Tan concurred. He said, “I’ll go and tell the calculating team.”

When he’d left, Ruz said, “I’d better go and send the messengers back to get the next report.”

Roi said, “Remember Jos?”

“Jos?”

“One of the people we met with the light machine?”

Ruz looked tired. “Vaguely. Why?”

“She’s had an idea for something much faster than any messenger. I think you need to talk to her.”

19

Rakesh spooned chillied dhal into his mouth with an urgency that had nothing to do with hunger. The longer he spent among the Arkdwellers, the more he needed to reinforce his sense of presence in his own neglected body, and the familiar taste and aroma brought him back to himself like nothing else did.

“I’m going mad,” he announced. “One more month of this, and you can erase me and break the news to my backup.”

Parantham said, “Don’t expect my sympathy. Just because the Arkdwellers’ culture turned out to be resilient, it doesn’t mean you were right to take a risk with it.”

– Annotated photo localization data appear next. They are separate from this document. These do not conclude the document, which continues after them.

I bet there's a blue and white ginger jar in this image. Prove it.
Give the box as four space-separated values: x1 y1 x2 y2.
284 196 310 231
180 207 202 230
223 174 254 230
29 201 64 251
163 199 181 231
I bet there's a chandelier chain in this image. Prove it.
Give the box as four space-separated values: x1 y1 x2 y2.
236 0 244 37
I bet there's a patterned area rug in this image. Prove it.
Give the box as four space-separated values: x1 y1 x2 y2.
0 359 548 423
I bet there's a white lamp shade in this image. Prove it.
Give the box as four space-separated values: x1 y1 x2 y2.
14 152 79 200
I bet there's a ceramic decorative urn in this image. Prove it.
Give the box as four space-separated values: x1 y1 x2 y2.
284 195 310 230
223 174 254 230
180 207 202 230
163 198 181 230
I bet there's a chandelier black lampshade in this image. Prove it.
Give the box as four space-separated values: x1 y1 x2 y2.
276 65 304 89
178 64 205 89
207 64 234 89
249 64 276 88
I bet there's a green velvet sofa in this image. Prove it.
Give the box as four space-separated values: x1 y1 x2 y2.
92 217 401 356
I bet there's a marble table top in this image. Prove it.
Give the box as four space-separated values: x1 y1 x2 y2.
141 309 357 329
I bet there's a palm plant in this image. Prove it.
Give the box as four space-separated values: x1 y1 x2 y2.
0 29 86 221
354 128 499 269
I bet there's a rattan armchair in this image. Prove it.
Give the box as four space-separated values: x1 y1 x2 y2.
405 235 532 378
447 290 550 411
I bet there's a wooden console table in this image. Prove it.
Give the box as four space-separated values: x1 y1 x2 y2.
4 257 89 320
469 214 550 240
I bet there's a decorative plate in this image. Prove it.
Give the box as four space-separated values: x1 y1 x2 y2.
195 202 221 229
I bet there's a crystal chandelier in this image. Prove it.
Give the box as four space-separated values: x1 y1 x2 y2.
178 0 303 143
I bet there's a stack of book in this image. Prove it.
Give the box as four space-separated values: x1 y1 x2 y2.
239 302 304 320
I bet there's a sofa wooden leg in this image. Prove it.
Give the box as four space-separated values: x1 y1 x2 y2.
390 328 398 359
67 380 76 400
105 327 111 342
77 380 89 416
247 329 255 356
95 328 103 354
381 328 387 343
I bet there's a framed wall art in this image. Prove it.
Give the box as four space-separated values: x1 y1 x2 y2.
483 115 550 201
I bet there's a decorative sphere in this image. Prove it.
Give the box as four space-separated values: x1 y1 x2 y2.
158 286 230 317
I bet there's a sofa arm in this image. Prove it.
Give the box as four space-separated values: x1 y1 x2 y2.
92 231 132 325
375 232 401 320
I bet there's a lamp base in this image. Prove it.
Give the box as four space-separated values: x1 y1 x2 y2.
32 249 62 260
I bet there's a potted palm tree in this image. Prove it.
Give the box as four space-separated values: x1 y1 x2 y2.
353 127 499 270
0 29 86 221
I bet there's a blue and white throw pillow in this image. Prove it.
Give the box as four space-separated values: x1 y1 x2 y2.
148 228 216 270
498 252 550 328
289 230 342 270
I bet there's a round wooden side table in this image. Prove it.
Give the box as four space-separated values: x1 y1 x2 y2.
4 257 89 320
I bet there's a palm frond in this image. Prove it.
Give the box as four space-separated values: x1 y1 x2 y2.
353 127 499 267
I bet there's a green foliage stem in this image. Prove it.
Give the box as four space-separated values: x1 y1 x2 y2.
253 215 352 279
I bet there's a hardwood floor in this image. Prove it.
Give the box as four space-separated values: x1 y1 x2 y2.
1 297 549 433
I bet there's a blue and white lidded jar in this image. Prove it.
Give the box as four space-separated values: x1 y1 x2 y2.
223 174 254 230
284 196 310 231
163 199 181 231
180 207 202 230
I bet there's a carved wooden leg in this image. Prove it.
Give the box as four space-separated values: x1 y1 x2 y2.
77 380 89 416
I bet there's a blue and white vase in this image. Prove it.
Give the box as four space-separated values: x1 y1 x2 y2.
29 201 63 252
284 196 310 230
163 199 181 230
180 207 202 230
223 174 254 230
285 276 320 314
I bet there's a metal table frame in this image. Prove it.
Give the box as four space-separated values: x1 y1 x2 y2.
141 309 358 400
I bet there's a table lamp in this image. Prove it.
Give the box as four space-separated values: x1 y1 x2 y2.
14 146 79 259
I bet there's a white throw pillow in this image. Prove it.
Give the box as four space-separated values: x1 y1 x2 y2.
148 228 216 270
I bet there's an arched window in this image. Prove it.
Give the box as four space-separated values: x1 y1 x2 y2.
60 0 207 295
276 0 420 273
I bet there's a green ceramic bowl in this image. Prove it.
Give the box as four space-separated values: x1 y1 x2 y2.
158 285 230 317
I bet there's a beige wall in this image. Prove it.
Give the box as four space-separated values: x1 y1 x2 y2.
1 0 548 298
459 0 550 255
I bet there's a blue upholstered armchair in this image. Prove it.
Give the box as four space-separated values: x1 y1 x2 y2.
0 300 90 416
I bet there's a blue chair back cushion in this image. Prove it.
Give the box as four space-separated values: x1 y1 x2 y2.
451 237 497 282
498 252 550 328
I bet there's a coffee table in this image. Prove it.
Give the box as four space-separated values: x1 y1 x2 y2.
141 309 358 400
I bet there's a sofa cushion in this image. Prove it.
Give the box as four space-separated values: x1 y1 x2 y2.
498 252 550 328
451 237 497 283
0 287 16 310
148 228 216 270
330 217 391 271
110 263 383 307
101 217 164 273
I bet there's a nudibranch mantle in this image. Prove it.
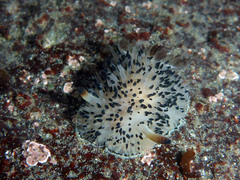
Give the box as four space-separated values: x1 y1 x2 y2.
77 41 189 158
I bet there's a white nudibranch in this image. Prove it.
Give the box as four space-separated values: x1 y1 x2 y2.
77 41 190 158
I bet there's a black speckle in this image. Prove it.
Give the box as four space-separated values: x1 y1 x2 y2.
95 131 101 136
97 119 103 122
140 104 147 109
149 85 154 89
139 99 144 103
151 75 157 81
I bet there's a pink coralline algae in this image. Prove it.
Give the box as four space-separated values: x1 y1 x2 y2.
22 140 51 166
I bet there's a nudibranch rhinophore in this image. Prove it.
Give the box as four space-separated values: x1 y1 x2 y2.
77 41 189 158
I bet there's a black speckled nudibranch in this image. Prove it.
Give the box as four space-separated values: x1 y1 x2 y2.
77 41 189 158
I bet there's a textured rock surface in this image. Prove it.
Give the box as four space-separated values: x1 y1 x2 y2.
0 0 239 179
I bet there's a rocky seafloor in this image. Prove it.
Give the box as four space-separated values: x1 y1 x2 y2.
0 0 239 179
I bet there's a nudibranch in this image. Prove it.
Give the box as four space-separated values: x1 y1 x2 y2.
77 41 189 158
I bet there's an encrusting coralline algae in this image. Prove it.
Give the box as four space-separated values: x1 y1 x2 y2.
77 41 190 158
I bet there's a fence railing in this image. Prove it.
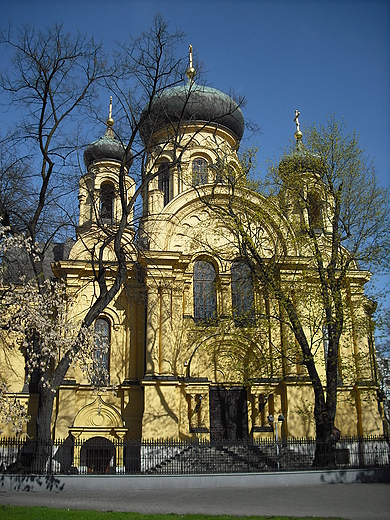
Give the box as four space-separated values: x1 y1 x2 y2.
0 436 388 475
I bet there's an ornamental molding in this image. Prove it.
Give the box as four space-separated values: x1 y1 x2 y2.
69 395 127 439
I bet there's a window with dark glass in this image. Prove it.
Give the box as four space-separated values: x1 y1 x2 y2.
192 158 208 186
93 318 110 385
100 182 115 221
231 261 254 325
193 260 216 322
158 163 170 206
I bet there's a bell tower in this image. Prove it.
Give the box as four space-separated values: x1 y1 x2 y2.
78 98 135 237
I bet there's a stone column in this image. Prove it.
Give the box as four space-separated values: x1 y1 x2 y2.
219 273 231 317
160 285 173 375
145 283 160 375
186 385 210 436
78 175 92 228
148 188 164 216
115 430 126 473
250 387 274 440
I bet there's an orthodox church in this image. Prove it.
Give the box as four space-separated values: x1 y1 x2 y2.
1 49 384 452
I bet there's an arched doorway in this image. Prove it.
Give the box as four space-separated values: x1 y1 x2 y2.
80 437 116 474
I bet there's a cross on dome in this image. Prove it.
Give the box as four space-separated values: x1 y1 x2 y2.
294 109 303 142
186 44 196 81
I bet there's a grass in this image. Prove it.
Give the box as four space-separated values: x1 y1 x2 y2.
0 506 349 520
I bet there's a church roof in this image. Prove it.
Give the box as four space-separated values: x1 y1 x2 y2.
84 98 133 169
139 82 245 145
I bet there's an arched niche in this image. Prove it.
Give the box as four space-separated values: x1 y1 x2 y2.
69 395 127 440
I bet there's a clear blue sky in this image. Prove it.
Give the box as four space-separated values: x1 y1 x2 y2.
1 0 389 185
1 0 389 312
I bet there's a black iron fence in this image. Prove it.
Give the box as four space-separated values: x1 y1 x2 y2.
0 436 388 475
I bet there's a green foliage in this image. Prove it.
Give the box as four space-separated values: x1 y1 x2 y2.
0 506 349 520
197 117 389 445
272 117 390 273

Resilient? I think the word you’re looking for is catatonic.” Sweat was pouring down the back of his neck from the spices, but he kept eating without pause, and without diluting the heat with bread or rice.

Each time his Arkdweller colleague Saf slept, Rakesh took his senses out of his avatar, leaving it dormant in a crack in the rock close to the one she’d chosen. Each time Saf stirred, his avatar would notice and summon him back. It was a summons he was beginning to dread.

His job had allowed him to tour the Ark, and at first the experience had been fascinating. The Ark’s biosphere was bottom-heavy in fungi and bacteria, but it had a few niches for larger organisms. A genetic analysis of the five varieties of herd animals the Arkdwellers farmed showed that they’d been created by selective breeding from an earlier inventory of just two species. Whether the Arkmakers had initially stocked the place with more and the others had been lost at some point was unclear; it was also unclear just when the Arkdwellers had lost their ancestors’ ability to engineer the animals’ genomes, and had to revert to patient observation of traits and restrictive mating or manual fertilization. Both the larger animals and the Arkdwellers themselves reproduced in more or less the same way, which involved excruciating pain for all fertile males and more pity than pleasure on the part of the harassed females who put them out of their misery. Rakesh fervently hoped that it was something the ancestors had passed down from their own biology only because it was too technically difficult to change. The possibility that they might have freely devised such a scheme didn’t bear thinking about.

The flow of stellar winds into the neutron star’s accretion disk was a powerful and relatively constant source of energy, and even the tiny portion siphoned off by the Ark was enough to allow a technologically unsophisticated culture to rise above subsistence agriculture. A range of simple goods was manufactured, mainly from animal products, but also from a small amount of scrupulously recycled metal. Services ranged from courier rounds like Saf’s to the curating and restoration of repositories of documents, written on animal skin, bearing recipes for such things as inks and glues, and drawings of useful tools and machines.